[tz] Did Greenland abolish daylight saving from 2024 on?

Guy Harris gharris at sonic.net
Fri Nov 17 03:35:26 UTC 2023

On Nov 16, 2023, at 6:29 PM, Paul Eggert <eggert at cs.ucla.edu> wrote:

> On 11/16/23 14:43, Guy Harris wrote:
>>> (2) is incompatible with POSIX if by "advanced" one means "greater offset from UT", since POSIX requires so-called "negative" DST for TZ settings like TZ='IST-1GMT0,M10.5.0,M3.5.0/1', the current Irish practice.
>> So even POSIX, in effect, tells people "don't assume tm_isdst means 'this is daylight saving time'".
> Not sure what is meant by "in effect". POSIX says "The value of tm_isdst shall be positive if Daylight Savings Time is in effect, 0 if Daylight Savings Time is not in effect, and negative if the information is not available." <https://pubs.opengroup.org/onlinepubs/9699919799/basedefs/time.h.html>
> So the intent of POSIX is that tm_isdst>0 means daylight saving time. The DST offset from UT need not be greater than the standard-time offset. POSIX (and TZDB) even allow the two offsets to be equal, though there's not much use for that.

...which means that the phrase "Daylight Savings Time" in the POSIX standard refers to something that's not exactly the same as "daylight saving time" as generally understood, i.e. it doesn't necessarily mean "the time that's in effect during summer and possibly some close-to-summer dates in spring and autumn, if clocks are adjusted twice a year, with the clock setting during summer and blah blah blah being ahead of the clock setting during the rest of the year".

POSIX at least defines "seconds since the Epoch", to make it clear that it doesn't mean the number of SI seconds that have elapsed since the Epoch; it does not appear to define "Daylight Savings Time", but, if it uses it, it should do so, given, for example, the case of the Republic of Ireland.

>> Requiring tm_zone may cause binary-compatibility issues for OSes that don't currently have it and for which the supplier seeks Single UNIX Specification certification.
> There definitely are binary compatibility issues, since growing a struct is a hassle. This is true regardless of whether the system is SUS certified.

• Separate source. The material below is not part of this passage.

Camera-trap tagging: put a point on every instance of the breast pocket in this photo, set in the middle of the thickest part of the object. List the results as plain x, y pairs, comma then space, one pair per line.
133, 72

But if the system isn't SUS-certified, and the supplier doesn't intend to have it be SUS-certified, they can just say "too bad, POSIX may require tm_zone, but we don't do POSIX, so we're not doing tm_zone.  That's how SUS certification matters here.

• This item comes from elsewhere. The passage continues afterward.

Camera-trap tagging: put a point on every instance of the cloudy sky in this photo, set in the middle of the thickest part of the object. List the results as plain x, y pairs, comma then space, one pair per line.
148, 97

Apple has no problem, as they've had tm_zone since, as far as I know, Day One.  (Maybe it wasn't in Rhapsody or Mac OS Server 1.0, but I think it was there going all the way back to 10.0/Cheetah.  The Libc project source for 10.0 has it; I'm not sure what project has the header files.)

As for non-SUS-certified systems:

The *BSDs aren't going for SUS certification, but they've had it for ages - possible ever since they picked up the tz code.

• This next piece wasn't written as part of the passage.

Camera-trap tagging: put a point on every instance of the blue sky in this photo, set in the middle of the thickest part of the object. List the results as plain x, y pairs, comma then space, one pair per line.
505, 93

GNU libc currently has it, albeit with a #define to control whether to pollute the namespace with a structure member named tm_zone or to slap enough underscores in front of tm_zone to make it safe, so many Linux distributions have it.  I don't know whether any of the alternative C libraries, such as musl, have it. (EulerOS and Inspur K-UX were certified Linux distributions at one point, but they didn't renew the certification.)

And as for the biggest non-embedded Linux distribution of all, bionic appears to have tm_zone (by virtue of libc/include/time.h 1) having it in struct tm and 2) defining TM_ZONE to be tm_zone).

>> That would raise the question of how long-lived a struct tm is.
> That's reasonably straightforward. With localtime the char * member's lifetime survives until TZ is modified; this is what Draft 3 of the next POSIX standard says. On platforms with localtime_rz the member survives until the corresponding timezone_t is tzfree'd.

So they took the simplest approach; that means that code using tm_zone needs to be careful with those strings, but that's *already* the case, as no stronger guarantees are, as far as I know, offered either by the tz code or the equivalent in various other libc implementations.

(Now when's Microsoft going to join the party - and not just in the Linux distributions running atop WSL?)